Fabíola Cunha

Shit just got real!

Na minha lista de guilty pleasures no cinema, “filme com Seth Rogen” ocupa o topo, junto a “filme com Steve Carell”, “filme com Will Ferrell” e “filmes baseados em Jane Austen”. Daí que eu acompanhava tranquilamente as notícias sobre “The Interview”, nova comédia dele com o amigão James Franco, esperando o lançamento para comer pipoca e rir por 90 minutos.

Eis que então, de repente, “The Interview” parece ser o causador de uma celeuma tão grande que hackers resolveram expor os podres da Sony e boatos aparecem sobre como o ditador norte-coreano Kim Jong-un está bravíssimo com o fato de que o filme é uma piada sobre dois jornalistas boçais tentando matá-lo a mando da CIA.

Desconfiei de golpe publicitário. A regrinha do “falem mal, mas falem de mim” está elevada à quinquagésima potência nas últimas décadas, com casos provando que as pessoas, as empresas e as corporações não se importam em matar (inocentes anônimos) ou morrer (de forma heróica e moralista) por um pouco de espaço na mídia. Nada mais conveniente do que vender o longa como uma semeador de discórdia para angariar mais lucro na bilheteria.
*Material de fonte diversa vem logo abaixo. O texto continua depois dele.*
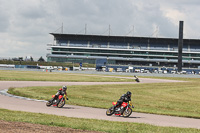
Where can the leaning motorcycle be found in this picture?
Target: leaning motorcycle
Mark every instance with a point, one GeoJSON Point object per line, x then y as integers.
{"type": "Point", "coordinates": [123, 110]}
{"type": "Point", "coordinates": [59, 102]}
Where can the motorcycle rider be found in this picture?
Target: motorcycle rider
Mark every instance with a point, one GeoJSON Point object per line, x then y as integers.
{"type": "Point", "coordinates": [124, 98]}
{"type": "Point", "coordinates": [136, 78]}
{"type": "Point", "coordinates": [61, 91]}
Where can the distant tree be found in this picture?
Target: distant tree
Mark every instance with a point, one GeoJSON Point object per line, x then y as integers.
{"type": "Point", "coordinates": [41, 59]}
{"type": "Point", "coordinates": [32, 58]}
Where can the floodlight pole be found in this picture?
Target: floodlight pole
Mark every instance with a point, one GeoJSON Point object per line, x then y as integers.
{"type": "Point", "coordinates": [180, 46]}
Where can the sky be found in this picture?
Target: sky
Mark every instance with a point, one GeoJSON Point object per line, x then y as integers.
{"type": "Point", "coordinates": [25, 24]}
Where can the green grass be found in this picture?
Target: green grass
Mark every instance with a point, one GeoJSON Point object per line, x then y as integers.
{"type": "Point", "coordinates": [55, 76]}
{"type": "Point", "coordinates": [176, 99]}
{"type": "Point", "coordinates": [88, 124]}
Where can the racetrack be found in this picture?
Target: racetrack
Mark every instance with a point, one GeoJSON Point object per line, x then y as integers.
{"type": "Point", "coordinates": [12, 103]}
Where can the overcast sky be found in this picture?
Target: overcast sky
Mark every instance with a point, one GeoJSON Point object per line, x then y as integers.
{"type": "Point", "coordinates": [25, 24]}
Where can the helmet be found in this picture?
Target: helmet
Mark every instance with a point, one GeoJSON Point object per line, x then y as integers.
{"type": "Point", "coordinates": [64, 88]}
{"type": "Point", "coordinates": [128, 93]}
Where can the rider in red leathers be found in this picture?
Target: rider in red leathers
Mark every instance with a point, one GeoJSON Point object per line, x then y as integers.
{"type": "Point", "coordinates": [61, 91]}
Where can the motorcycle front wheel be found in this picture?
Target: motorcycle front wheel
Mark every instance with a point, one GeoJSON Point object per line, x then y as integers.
{"type": "Point", "coordinates": [127, 112]}
{"type": "Point", "coordinates": [61, 103]}
{"type": "Point", "coordinates": [110, 111]}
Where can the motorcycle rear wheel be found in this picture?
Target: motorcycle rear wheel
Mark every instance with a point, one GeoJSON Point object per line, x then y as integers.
{"type": "Point", "coordinates": [127, 112]}
{"type": "Point", "coordinates": [110, 111]}
{"type": "Point", "coordinates": [61, 103]}
{"type": "Point", "coordinates": [49, 103]}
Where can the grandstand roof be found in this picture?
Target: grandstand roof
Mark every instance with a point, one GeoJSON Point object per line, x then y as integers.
{"type": "Point", "coordinates": [126, 39]}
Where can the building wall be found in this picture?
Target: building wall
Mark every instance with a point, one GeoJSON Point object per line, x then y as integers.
{"type": "Point", "coordinates": [123, 50]}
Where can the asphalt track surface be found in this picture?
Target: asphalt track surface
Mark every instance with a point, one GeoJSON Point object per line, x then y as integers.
{"type": "Point", "coordinates": [18, 104]}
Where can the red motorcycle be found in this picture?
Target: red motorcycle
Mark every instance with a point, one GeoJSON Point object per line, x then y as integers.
{"type": "Point", "coordinates": [59, 102]}
{"type": "Point", "coordinates": [124, 109]}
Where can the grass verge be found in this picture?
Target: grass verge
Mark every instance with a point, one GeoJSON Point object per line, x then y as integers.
{"type": "Point", "coordinates": [55, 76]}
{"type": "Point", "coordinates": [176, 99]}
{"type": "Point", "coordinates": [87, 124]}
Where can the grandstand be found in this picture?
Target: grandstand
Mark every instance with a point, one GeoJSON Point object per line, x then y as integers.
{"type": "Point", "coordinates": [123, 50]}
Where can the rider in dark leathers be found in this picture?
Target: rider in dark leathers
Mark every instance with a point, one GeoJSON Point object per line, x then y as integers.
{"type": "Point", "coordinates": [124, 98]}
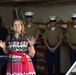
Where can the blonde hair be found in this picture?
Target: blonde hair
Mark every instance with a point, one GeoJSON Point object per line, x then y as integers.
{"type": "Point", "coordinates": [22, 25]}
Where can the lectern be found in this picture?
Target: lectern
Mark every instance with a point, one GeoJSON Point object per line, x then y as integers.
{"type": "Point", "coordinates": [72, 70]}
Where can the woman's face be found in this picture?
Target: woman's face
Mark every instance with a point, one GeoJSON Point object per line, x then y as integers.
{"type": "Point", "coordinates": [17, 26]}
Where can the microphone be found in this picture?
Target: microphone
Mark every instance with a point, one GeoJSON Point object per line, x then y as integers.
{"type": "Point", "coordinates": [11, 34]}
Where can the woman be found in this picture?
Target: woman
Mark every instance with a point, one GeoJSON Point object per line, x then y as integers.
{"type": "Point", "coordinates": [20, 47]}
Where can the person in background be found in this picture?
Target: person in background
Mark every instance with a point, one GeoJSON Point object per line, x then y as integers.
{"type": "Point", "coordinates": [20, 48]}
{"type": "Point", "coordinates": [33, 30]}
{"type": "Point", "coordinates": [3, 35]}
{"type": "Point", "coordinates": [71, 38]}
{"type": "Point", "coordinates": [53, 38]}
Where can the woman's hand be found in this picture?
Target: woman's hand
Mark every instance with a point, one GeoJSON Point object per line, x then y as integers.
{"type": "Point", "coordinates": [31, 42]}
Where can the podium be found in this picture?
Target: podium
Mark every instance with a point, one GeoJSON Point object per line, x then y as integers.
{"type": "Point", "coordinates": [72, 70]}
{"type": "Point", "coordinates": [3, 59]}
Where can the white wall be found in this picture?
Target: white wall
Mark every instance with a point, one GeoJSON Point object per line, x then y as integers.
{"type": "Point", "coordinates": [42, 13]}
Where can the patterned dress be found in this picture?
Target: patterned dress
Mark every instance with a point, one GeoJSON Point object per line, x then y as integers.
{"type": "Point", "coordinates": [19, 62]}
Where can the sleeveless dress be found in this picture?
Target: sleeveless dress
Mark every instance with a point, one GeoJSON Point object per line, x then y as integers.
{"type": "Point", "coordinates": [19, 62]}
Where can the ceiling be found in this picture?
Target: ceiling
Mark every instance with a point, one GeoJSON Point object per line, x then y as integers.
{"type": "Point", "coordinates": [36, 2]}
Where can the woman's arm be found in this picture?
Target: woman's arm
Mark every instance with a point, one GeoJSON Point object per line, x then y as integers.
{"type": "Point", "coordinates": [32, 51]}
{"type": "Point", "coordinates": [31, 48]}
{"type": "Point", "coordinates": [3, 46]}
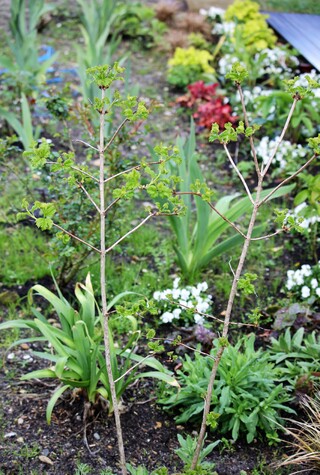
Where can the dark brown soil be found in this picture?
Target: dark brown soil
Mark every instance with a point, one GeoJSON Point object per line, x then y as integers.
{"type": "Point", "coordinates": [28, 445]}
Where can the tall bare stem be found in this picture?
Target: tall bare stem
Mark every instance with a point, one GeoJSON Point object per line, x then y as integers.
{"type": "Point", "coordinates": [104, 295]}
{"type": "Point", "coordinates": [257, 202]}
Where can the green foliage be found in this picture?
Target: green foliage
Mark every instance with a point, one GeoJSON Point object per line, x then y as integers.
{"type": "Point", "coordinates": [245, 283]}
{"type": "Point", "coordinates": [22, 63]}
{"type": "Point", "coordinates": [273, 109]}
{"type": "Point", "coordinates": [137, 22]}
{"type": "Point", "coordinates": [188, 66]}
{"type": "Point", "coordinates": [246, 393]}
{"type": "Point", "coordinates": [105, 76]}
{"type": "Point", "coordinates": [309, 193]}
{"type": "Point", "coordinates": [238, 73]}
{"type": "Point", "coordinates": [47, 210]}
{"type": "Point", "coordinates": [25, 255]}
{"type": "Point", "coordinates": [231, 133]}
{"type": "Point", "coordinates": [98, 19]}
{"type": "Point", "coordinates": [188, 447]}
{"type": "Point", "coordinates": [199, 239]}
{"type": "Point", "coordinates": [299, 91]}
{"type": "Point", "coordinates": [251, 25]}
{"type": "Point", "coordinates": [24, 128]}
{"type": "Point", "coordinates": [142, 470]}
{"type": "Point", "coordinates": [296, 355]}
{"type": "Point", "coordinates": [77, 351]}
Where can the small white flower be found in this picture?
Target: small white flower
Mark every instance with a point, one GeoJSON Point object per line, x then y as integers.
{"type": "Point", "coordinates": [202, 287]}
{"type": "Point", "coordinates": [167, 317]}
{"type": "Point", "coordinates": [157, 295]}
{"type": "Point", "coordinates": [314, 283]}
{"type": "Point", "coordinates": [195, 291]}
{"type": "Point", "coordinates": [298, 277]}
{"type": "Point", "coordinates": [306, 270]}
{"type": "Point", "coordinates": [176, 312]}
{"type": "Point", "coordinates": [202, 307]}
{"type": "Point", "coordinates": [199, 320]}
{"type": "Point", "coordinates": [305, 292]}
{"type": "Point", "coordinates": [184, 293]}
{"type": "Point", "coordinates": [175, 294]}
{"type": "Point", "coordinates": [176, 282]}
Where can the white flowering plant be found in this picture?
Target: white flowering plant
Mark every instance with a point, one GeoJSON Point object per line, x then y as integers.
{"type": "Point", "coordinates": [288, 157]}
{"type": "Point", "coordinates": [304, 283]}
{"type": "Point", "coordinates": [183, 304]}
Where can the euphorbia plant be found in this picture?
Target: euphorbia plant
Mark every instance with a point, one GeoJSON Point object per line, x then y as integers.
{"type": "Point", "coordinates": [158, 188]}
{"type": "Point", "coordinates": [285, 221]}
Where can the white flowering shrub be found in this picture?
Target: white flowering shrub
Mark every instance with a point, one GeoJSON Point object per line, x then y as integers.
{"type": "Point", "coordinates": [272, 62]}
{"type": "Point", "coordinates": [213, 13]}
{"type": "Point", "coordinates": [308, 214]}
{"type": "Point", "coordinates": [288, 153]}
{"type": "Point", "coordinates": [183, 304]}
{"type": "Point", "coordinates": [305, 282]}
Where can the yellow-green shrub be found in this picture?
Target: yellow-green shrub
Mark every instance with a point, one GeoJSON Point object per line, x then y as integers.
{"type": "Point", "coordinates": [251, 26]}
{"type": "Point", "coordinates": [189, 65]}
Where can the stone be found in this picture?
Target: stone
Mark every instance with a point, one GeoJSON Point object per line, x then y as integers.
{"type": "Point", "coordinates": [45, 459]}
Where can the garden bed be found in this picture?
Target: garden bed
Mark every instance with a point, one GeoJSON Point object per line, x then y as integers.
{"type": "Point", "coordinates": [149, 260]}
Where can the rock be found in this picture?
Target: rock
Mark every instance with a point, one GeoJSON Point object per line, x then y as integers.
{"type": "Point", "coordinates": [8, 296]}
{"type": "Point", "coordinates": [24, 346]}
{"type": "Point", "coordinates": [45, 459]}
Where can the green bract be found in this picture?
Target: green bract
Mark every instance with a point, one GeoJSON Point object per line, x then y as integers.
{"type": "Point", "coordinates": [104, 76]}
{"type": "Point", "coordinates": [197, 234]}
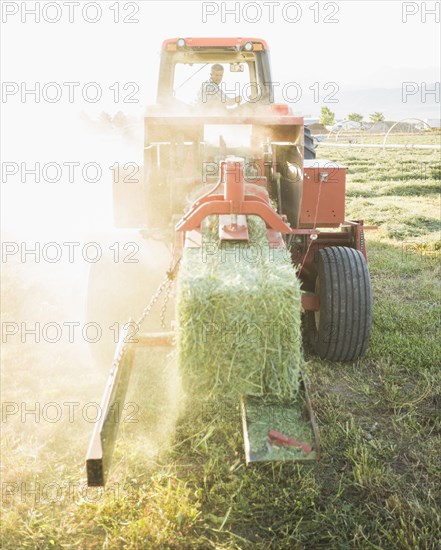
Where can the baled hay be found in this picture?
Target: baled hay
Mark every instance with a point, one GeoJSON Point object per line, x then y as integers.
{"type": "Point", "coordinates": [239, 317]}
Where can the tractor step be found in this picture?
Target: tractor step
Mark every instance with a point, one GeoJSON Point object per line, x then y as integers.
{"type": "Point", "coordinates": [280, 431]}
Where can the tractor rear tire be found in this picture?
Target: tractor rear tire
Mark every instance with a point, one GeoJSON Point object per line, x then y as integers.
{"type": "Point", "coordinates": [340, 330]}
{"type": "Point", "coordinates": [309, 147]}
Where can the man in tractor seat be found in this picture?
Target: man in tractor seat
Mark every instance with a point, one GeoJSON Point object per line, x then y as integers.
{"type": "Point", "coordinates": [210, 93]}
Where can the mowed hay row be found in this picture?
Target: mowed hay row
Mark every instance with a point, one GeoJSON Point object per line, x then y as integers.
{"type": "Point", "coordinates": [238, 311]}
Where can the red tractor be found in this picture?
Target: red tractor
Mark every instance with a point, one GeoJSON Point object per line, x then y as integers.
{"type": "Point", "coordinates": [189, 143]}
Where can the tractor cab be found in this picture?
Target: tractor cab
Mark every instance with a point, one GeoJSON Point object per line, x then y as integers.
{"type": "Point", "coordinates": [186, 64]}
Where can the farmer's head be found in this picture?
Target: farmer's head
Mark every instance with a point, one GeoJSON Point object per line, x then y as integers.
{"type": "Point", "coordinates": [217, 73]}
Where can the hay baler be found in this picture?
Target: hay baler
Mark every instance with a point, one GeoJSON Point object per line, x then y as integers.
{"type": "Point", "coordinates": [205, 159]}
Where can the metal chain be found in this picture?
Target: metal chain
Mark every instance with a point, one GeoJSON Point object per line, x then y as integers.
{"type": "Point", "coordinates": [165, 302]}
{"type": "Point", "coordinates": [167, 282]}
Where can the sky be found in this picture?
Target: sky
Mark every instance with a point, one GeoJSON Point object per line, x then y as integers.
{"type": "Point", "coordinates": [113, 48]}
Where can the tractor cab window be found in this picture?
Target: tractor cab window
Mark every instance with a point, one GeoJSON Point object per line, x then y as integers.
{"type": "Point", "coordinates": [190, 77]}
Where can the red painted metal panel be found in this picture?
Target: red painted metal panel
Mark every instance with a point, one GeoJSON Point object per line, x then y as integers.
{"type": "Point", "coordinates": [323, 200]}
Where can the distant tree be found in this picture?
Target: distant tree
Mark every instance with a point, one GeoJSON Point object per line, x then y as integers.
{"type": "Point", "coordinates": [327, 117]}
{"type": "Point", "coordinates": [376, 117]}
{"type": "Point", "coordinates": [356, 117]}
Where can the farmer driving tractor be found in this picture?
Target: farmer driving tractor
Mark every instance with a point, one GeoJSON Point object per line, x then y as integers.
{"type": "Point", "coordinates": [210, 92]}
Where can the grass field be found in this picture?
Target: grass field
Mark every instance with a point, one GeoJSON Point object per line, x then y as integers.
{"type": "Point", "coordinates": [182, 484]}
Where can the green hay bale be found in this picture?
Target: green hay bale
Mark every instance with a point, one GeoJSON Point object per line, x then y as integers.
{"type": "Point", "coordinates": [238, 312]}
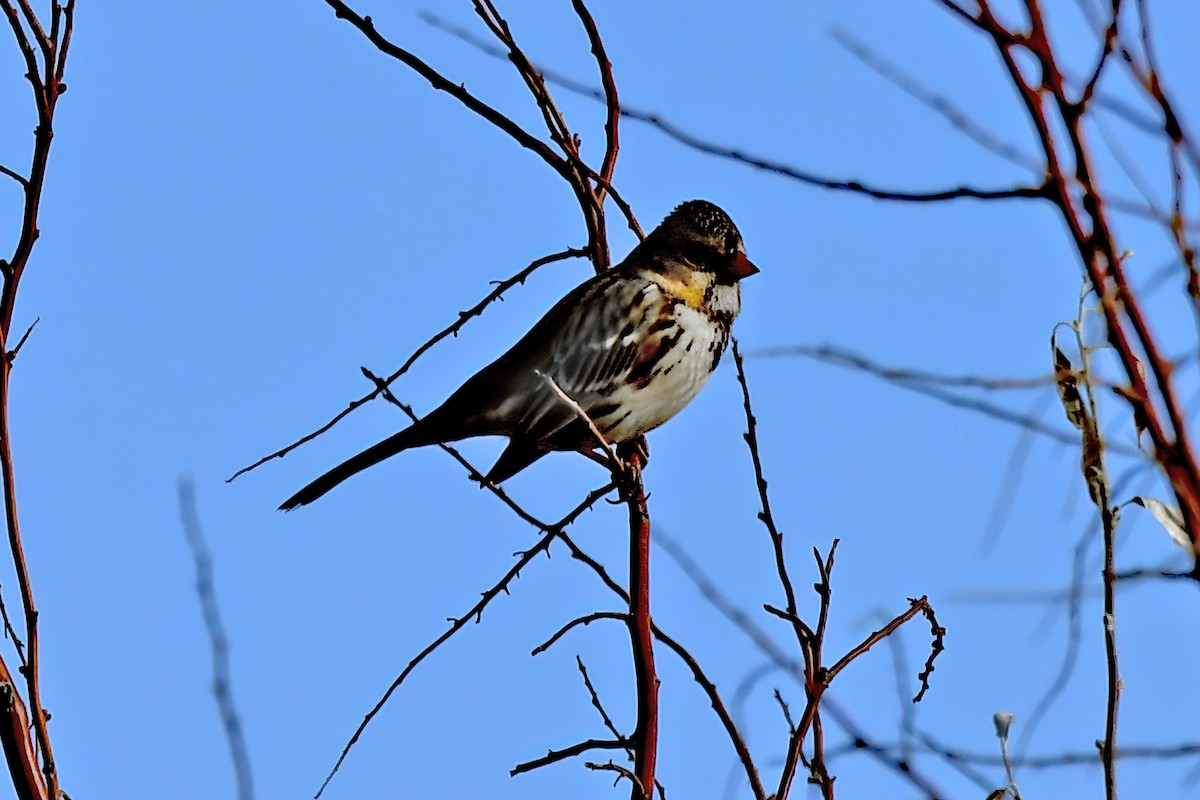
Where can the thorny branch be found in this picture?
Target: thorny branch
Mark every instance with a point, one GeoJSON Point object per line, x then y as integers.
{"type": "Point", "coordinates": [449, 330]}
{"type": "Point", "coordinates": [45, 70]}
{"type": "Point", "coordinates": [811, 638]}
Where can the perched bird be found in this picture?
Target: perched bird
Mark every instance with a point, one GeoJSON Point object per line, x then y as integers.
{"type": "Point", "coordinates": [631, 347]}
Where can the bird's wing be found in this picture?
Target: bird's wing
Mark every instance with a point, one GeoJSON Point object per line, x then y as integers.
{"type": "Point", "coordinates": [597, 347]}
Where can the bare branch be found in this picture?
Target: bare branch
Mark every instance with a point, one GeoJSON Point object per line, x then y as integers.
{"type": "Point", "coordinates": [449, 330]}
{"type": "Point", "coordinates": [217, 641]}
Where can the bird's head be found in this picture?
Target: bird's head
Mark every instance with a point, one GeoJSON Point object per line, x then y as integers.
{"type": "Point", "coordinates": [703, 235]}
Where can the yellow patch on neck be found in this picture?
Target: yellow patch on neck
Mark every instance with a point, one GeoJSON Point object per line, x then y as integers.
{"type": "Point", "coordinates": [691, 293]}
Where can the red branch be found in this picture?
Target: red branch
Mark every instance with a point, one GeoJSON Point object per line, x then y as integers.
{"type": "Point", "coordinates": [646, 734]}
{"type": "Point", "coordinates": [47, 85]}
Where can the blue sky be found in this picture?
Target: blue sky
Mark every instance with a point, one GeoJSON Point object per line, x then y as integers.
{"type": "Point", "coordinates": [246, 202]}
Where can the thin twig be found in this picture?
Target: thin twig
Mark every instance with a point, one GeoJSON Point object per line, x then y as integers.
{"type": "Point", "coordinates": [449, 330]}
{"type": "Point", "coordinates": [217, 641]}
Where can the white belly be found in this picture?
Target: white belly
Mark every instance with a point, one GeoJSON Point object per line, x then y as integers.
{"type": "Point", "coordinates": [675, 383]}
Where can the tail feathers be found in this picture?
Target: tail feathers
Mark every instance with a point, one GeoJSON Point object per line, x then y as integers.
{"type": "Point", "coordinates": [519, 455]}
{"type": "Point", "coordinates": [412, 437]}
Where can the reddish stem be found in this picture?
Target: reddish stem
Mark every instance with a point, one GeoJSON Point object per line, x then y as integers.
{"type": "Point", "coordinates": [646, 734]}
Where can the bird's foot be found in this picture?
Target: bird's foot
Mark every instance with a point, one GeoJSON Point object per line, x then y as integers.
{"type": "Point", "coordinates": [635, 452]}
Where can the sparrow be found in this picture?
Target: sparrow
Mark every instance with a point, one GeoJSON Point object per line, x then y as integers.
{"type": "Point", "coordinates": [631, 347]}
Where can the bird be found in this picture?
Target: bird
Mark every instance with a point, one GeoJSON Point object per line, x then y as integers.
{"type": "Point", "coordinates": [631, 347]}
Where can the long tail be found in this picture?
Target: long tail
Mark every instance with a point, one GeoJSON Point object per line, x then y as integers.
{"type": "Point", "coordinates": [412, 437]}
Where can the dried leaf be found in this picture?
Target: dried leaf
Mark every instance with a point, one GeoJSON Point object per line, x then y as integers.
{"type": "Point", "coordinates": [1068, 389]}
{"type": "Point", "coordinates": [1170, 518]}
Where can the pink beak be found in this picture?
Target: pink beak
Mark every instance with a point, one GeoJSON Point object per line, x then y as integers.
{"type": "Point", "coordinates": [742, 266]}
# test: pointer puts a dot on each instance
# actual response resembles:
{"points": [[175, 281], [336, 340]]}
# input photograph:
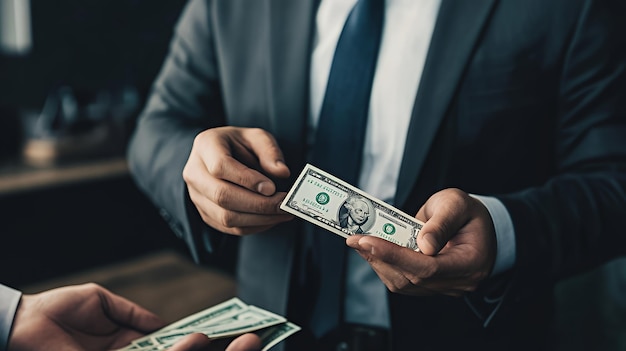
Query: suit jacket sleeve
{"points": [[9, 300], [185, 99]]}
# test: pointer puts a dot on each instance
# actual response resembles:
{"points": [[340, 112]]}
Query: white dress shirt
{"points": [[408, 27]]}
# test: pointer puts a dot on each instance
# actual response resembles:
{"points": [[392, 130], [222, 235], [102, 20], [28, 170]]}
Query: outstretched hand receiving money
{"points": [[226, 320]]}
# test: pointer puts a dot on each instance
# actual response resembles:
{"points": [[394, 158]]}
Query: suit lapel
{"points": [[456, 32], [291, 25]]}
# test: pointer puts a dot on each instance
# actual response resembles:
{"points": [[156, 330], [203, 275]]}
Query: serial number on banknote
{"points": [[335, 205]]}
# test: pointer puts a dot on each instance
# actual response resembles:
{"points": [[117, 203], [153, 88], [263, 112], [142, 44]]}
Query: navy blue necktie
{"points": [[339, 139]]}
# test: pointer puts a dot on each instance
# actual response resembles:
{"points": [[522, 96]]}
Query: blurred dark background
{"points": [[68, 210], [89, 45]]}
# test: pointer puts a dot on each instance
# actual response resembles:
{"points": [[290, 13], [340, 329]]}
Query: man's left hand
{"points": [[457, 249]]}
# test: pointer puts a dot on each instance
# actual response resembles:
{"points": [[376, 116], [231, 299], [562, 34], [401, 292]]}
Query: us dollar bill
{"points": [[227, 319], [341, 208]]}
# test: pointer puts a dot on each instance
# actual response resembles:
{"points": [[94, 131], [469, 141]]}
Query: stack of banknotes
{"points": [[341, 208], [227, 319]]}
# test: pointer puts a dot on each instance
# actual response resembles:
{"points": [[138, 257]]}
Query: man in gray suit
{"points": [[500, 123]]}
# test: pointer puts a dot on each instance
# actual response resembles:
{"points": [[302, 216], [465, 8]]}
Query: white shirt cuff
{"points": [[505, 234]]}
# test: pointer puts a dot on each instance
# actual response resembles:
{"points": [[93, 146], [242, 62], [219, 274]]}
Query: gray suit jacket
{"points": [[519, 99]]}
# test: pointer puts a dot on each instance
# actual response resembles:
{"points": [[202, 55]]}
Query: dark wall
{"points": [[89, 45]]}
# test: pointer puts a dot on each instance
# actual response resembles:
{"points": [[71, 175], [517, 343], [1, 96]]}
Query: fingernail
{"points": [[431, 240], [365, 246]]}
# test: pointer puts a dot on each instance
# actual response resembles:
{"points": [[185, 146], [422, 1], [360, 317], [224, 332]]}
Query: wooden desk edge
{"points": [[33, 179]]}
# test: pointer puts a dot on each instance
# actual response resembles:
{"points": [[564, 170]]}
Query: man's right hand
{"points": [[227, 176]]}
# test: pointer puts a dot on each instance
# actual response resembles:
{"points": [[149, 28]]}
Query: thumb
{"points": [[128, 313]]}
Radall Park interpreta uma versão mimada, egocêntrica e fã de Katy Perry do pequeno grande ditador norte-coreano

Randall Park interpreta Kim Jong-un como um sujeito mimado, egocêntrico e fã de Katy Perry

Então shit just got real. A Sony cancelou a estreia do filme, que ia acontecer em grande escala neste Natal depois que hackers expuseram e-mails, roteiros e outras cositas más, num ataque considerado sem precedentes. E dá-lhe ameaças terroristas caso o filme fosse exibido, com direito a menção ao 11 de Setembro. Nos Estados Unidos você pode esculhambar tudo, menos o 11 de Setembro.

O presidente Barack Obama, como se não tivesse mais o que fazer, pronunciou-se oficialmente pró-filme, dizendo algo tipo “vamos lá Sony, eu te dou cobertura, exibe a parada aí, larga de frescura”. Agora a Sony voltou atrás e autorizou a exibição em cerca de 200 salas de cinema independentes nesta quinta-feira (25) e promoveu algo único: desde às 16h de ontem, quarta-feira (24), serviços on-demand disponibilizaram o filme, ao custo de 6 dólares para locação e 15 dólares para compra: Youtube, Google Play, Xbox Video e outros serviços do gênero. A informação foi veiculada primeiro por Brian Stelter, da CNN.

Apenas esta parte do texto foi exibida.